The team observed that within the innate immune system, dendritic cells (DCs) are key players in this phenomenon. Using mice models and in vitro cellular essays, researchers were able to demonstrate that a protein within DCs, named STING, is essential in the activation of an immune response towards irradiated tumors, detecting minor tumor DNA fragments and allowing the production of the immune cytokine interferon-β (IFN-β). This in turn enables the activation of CD8 T cells, that have the ability to recognize and kill cancer cells.

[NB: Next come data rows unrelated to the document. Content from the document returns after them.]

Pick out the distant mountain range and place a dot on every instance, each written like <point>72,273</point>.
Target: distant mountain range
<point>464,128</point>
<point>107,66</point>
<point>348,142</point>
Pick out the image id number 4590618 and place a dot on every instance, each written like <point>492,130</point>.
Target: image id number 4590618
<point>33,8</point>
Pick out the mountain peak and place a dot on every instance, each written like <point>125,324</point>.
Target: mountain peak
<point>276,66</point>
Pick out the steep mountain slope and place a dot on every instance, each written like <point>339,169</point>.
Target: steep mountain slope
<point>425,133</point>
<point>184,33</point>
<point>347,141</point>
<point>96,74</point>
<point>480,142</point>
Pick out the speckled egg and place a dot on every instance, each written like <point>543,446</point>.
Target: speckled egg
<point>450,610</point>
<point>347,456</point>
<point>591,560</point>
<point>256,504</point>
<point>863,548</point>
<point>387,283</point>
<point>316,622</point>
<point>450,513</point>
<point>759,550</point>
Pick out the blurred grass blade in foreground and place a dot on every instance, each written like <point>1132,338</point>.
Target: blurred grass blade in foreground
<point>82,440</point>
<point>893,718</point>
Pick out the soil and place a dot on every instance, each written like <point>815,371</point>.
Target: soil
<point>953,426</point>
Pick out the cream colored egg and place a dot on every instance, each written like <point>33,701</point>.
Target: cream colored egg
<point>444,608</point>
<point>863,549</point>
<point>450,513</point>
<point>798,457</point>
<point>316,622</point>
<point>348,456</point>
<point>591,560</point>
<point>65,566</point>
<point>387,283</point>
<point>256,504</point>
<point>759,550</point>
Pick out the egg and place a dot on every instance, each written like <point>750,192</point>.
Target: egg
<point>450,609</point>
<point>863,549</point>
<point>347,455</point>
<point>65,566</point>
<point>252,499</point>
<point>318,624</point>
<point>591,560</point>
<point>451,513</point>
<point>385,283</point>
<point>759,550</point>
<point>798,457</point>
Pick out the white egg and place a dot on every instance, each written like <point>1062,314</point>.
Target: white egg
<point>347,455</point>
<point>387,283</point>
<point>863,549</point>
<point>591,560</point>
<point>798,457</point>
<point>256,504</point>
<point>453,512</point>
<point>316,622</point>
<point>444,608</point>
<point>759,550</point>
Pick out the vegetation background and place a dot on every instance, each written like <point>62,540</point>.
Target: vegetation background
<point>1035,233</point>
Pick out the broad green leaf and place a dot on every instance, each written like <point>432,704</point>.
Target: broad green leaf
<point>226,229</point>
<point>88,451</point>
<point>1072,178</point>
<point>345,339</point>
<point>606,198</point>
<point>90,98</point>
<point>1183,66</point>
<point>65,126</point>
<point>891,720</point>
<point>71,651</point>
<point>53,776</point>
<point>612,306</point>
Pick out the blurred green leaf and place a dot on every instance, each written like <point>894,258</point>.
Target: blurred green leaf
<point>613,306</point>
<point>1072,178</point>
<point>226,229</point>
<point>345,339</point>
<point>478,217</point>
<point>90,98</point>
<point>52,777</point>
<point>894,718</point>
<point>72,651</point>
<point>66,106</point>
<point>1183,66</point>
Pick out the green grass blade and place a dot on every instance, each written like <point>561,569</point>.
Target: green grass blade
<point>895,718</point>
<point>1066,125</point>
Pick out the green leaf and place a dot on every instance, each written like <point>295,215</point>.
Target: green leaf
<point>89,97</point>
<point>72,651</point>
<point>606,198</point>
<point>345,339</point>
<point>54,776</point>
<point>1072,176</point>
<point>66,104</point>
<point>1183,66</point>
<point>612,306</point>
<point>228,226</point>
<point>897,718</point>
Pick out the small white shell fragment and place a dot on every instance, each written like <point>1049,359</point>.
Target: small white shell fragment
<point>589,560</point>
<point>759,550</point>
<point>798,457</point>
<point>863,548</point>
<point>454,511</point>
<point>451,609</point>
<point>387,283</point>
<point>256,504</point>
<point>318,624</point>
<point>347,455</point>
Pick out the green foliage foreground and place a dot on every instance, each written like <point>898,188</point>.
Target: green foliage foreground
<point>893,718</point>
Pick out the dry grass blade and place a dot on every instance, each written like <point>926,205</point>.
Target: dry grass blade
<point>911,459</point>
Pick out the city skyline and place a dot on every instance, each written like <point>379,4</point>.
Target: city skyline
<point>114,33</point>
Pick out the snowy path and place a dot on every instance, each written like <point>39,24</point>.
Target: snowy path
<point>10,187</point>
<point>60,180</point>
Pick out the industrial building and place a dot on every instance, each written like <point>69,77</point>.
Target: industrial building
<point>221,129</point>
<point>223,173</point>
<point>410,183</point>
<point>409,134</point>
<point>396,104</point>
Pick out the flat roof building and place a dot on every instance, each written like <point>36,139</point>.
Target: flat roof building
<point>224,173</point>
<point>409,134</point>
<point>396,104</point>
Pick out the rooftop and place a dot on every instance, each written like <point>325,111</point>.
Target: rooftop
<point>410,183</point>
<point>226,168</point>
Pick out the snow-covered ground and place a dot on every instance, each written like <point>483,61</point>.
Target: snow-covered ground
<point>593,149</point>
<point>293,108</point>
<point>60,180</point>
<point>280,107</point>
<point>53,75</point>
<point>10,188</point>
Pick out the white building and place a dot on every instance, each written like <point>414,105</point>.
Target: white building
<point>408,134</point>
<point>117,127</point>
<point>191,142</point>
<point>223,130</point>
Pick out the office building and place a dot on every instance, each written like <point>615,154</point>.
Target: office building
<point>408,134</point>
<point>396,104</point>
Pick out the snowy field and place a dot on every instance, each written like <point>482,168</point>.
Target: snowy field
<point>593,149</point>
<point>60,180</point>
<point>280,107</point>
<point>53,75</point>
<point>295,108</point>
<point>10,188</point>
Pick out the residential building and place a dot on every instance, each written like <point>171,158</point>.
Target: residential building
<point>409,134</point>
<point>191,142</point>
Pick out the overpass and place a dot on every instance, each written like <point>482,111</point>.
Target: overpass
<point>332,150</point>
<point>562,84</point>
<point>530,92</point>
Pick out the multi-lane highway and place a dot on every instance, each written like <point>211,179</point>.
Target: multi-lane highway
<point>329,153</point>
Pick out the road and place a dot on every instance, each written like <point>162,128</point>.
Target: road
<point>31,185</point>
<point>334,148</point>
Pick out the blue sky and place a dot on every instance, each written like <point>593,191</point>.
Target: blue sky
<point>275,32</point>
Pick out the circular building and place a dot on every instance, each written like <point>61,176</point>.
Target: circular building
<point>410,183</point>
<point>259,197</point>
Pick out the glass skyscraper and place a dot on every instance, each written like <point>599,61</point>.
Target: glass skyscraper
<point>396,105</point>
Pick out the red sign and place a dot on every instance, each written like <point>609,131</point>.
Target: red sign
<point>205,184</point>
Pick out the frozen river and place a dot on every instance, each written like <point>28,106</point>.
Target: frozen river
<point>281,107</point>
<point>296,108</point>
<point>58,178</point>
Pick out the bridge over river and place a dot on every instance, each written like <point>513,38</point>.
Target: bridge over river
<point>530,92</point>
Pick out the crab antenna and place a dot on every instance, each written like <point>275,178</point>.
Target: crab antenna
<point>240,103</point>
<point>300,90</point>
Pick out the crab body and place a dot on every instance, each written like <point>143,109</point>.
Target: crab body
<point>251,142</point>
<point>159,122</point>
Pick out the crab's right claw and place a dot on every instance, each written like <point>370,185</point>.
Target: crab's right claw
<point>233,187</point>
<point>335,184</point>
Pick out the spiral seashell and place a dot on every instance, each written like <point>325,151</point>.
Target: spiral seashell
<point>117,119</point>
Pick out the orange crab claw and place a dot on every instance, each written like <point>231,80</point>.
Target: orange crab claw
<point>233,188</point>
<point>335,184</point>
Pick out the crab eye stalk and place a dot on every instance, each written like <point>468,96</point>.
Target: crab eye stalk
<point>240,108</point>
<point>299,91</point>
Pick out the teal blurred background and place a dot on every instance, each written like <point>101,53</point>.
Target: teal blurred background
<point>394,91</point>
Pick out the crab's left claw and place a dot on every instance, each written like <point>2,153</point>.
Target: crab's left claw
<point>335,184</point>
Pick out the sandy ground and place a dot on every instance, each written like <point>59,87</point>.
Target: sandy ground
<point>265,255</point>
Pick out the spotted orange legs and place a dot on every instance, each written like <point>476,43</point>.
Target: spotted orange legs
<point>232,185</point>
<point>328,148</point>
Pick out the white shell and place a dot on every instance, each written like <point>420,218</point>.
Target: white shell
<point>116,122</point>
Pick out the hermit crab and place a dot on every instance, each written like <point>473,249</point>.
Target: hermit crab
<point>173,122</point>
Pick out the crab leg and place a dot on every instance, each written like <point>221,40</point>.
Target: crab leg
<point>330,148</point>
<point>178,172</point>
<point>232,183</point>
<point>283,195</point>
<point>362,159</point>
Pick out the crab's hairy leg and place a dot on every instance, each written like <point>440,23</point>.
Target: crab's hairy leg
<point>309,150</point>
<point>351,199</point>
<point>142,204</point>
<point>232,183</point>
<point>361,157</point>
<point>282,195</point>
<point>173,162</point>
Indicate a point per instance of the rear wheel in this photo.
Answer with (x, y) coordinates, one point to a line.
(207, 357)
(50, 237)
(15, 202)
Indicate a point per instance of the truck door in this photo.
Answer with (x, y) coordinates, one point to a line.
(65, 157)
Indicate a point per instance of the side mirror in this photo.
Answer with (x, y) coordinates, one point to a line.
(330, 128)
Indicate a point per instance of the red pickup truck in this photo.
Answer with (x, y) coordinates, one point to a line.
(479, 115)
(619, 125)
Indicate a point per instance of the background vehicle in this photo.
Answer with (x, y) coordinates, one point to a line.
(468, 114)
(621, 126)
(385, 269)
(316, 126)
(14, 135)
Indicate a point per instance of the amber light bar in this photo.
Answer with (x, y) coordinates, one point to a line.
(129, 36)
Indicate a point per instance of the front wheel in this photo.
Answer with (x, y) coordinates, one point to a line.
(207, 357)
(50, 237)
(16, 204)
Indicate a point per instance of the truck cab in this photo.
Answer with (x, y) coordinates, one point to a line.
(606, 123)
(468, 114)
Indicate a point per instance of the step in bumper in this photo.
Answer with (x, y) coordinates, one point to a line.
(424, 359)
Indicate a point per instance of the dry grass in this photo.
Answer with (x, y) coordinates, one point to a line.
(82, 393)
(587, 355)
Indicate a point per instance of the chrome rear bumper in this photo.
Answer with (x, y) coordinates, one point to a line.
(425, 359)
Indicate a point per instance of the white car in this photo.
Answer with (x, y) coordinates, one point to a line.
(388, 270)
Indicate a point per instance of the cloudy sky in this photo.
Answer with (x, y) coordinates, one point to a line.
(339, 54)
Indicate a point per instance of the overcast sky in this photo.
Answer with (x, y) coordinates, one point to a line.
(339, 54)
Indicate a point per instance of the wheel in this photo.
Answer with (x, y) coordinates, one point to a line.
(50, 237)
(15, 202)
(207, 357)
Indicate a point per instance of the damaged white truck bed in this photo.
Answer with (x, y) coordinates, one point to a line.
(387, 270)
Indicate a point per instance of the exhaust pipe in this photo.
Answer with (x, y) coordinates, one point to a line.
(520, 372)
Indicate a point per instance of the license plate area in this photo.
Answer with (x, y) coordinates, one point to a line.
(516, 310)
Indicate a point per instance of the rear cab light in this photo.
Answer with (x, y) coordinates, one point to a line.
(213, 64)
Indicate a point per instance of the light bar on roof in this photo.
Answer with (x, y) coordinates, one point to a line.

Throughout DCs immune surveillance, these cells use an array of biochemical sensors that can recognize different types of pathogens. One of these detectors, an enzyme named cGAS, can be activated upon sensing of double-stranded DNA fragments, including damaged DNA that is shed from irradiated cells. This allows the immune system to mount an effective immune response against irradiated tumors.
“This seems to be a fairly specific response in the context of radiation. If you knock out the STING gene in mice, their tumor growth is similar to that of normal mice. But, in the knock-out mice, the tumors are far more resistant to radiation than the tumors of control mice”, Dr. Weichselbaum added.
The results showed that DCs from transgenic animals that did not produce STING, were unable to activate CD8 T cells after tumor irradiation. This capacity could be reverted upon addition of IFN-β.
Furthermore, DCs from animals that were modified to loose the expression of cGAS genes, also failed to activate CD8 T cells.
Additionally, mice carrying tumors and injected with STING-activating molecules became more sensitive to radiation treatment.
“These findings could open the door to improving cancer therapy. Drugs that activate STING signaling or the induction of IFN-β could be used to boost the effects of radiotherapy on tumors. Those effects might be observed in chemotherapy as well, since it too causes significant DNA damage,” Dr. Weichselbaum concluded.